Pearson had used the word “erethismus” in his textbook on surgery, where he wrote that,
ERETHISMUS is characterized by a depression of strength. ... The presence of ERETHISMUS depends on the continued application of the REMOTE cause. ... ERETHISMUS is marked by a small, quick, and often unequal pulse. ... ERETHISMUS is a symptomatick affection, where the motions of the System do not appear to be directed to any determinate end. (136; pp. 25-6) |
The neurobehavioral manifestations of erythrism are now considered to include anxiety, excessive timidity, diffidence, increasing shyness, loss of self-confidence, and an explosive loss of temper when criticized (187).
Alice Hamilton. American physician and research scientist Alice Hamilton (1869-1970) is best known as a pioneer in the field of industrial toxicology and leading authority in the field of occupational health (122; 51; 08; 55; 77; 123; 38; 66; 04; 128; 188; 36; 173; 178; 17; 30; 111). Hamilton received her medical training at the University of Michigan Medical School, became a professor of pathology at the Woman's Medical School of Northwestern University in 1897, and, in 1919, became the first woman appointed to the faculty of Harvard University. Hamilton, an authority on lead poisoning, opposed the introduction of leaded gasoline in the 1920s (83; 86; 148). In addition to reports on various toxins (85), Hamilton wrote a series of monographs on occupational medicine and industrial toxicology: “Hygiene of the printing trades” (1917), “Industrial poisons in the United States” (1925), and “Industrial toxicology (c1945) (84; 87; 86; 88).

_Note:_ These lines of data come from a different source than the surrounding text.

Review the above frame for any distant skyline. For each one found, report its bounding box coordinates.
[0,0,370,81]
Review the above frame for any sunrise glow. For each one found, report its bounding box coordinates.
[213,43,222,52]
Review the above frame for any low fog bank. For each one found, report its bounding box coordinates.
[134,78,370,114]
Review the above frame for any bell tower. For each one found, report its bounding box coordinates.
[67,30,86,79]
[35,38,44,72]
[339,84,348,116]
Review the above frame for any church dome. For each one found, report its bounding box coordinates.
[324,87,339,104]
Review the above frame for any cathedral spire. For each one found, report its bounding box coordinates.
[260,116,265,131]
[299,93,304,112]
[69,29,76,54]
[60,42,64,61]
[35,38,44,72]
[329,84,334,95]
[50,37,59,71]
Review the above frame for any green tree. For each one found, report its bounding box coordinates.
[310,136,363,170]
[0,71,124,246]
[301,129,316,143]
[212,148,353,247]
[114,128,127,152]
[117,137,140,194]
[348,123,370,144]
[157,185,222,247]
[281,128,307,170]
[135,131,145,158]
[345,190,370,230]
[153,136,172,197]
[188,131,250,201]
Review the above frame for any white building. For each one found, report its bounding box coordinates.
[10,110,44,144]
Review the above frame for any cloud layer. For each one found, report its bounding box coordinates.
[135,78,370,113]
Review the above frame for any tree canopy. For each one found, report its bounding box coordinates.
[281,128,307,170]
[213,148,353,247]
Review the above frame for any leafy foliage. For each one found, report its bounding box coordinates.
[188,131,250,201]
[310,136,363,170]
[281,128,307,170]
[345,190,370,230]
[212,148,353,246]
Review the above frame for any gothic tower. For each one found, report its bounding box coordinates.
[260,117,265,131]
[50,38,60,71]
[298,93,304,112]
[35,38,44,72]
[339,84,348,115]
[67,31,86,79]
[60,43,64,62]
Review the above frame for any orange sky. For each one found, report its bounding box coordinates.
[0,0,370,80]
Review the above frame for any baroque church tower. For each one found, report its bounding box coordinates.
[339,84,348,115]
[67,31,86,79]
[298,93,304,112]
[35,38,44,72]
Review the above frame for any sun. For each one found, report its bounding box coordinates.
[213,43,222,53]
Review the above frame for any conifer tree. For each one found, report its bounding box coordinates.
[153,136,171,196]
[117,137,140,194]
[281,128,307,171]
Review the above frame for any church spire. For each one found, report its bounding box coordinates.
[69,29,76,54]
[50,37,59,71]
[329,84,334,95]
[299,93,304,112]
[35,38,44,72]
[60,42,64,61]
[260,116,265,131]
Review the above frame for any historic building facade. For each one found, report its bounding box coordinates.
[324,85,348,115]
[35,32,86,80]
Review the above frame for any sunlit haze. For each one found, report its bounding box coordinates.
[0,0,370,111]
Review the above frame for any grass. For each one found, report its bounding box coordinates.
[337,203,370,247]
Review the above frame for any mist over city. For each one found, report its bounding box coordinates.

Division/Bureau of Labor Standards. The Bureau of Labor Standards was an agency of the U.S. Department of Labor from 1934 until 1971. The unit was formed as the Division of Labor Standards in November 1934 and was renamed the Bureau of Labor Standards in 1948. Formation of this agency led to competition with the Division of Industrial Hygiene of the U.S. Public Health Service because the Department of Labor actively advocated for labor unions' efforts to improve work conditions, whereas the Public Health Service championed the non-partisan provision of scientific data (149).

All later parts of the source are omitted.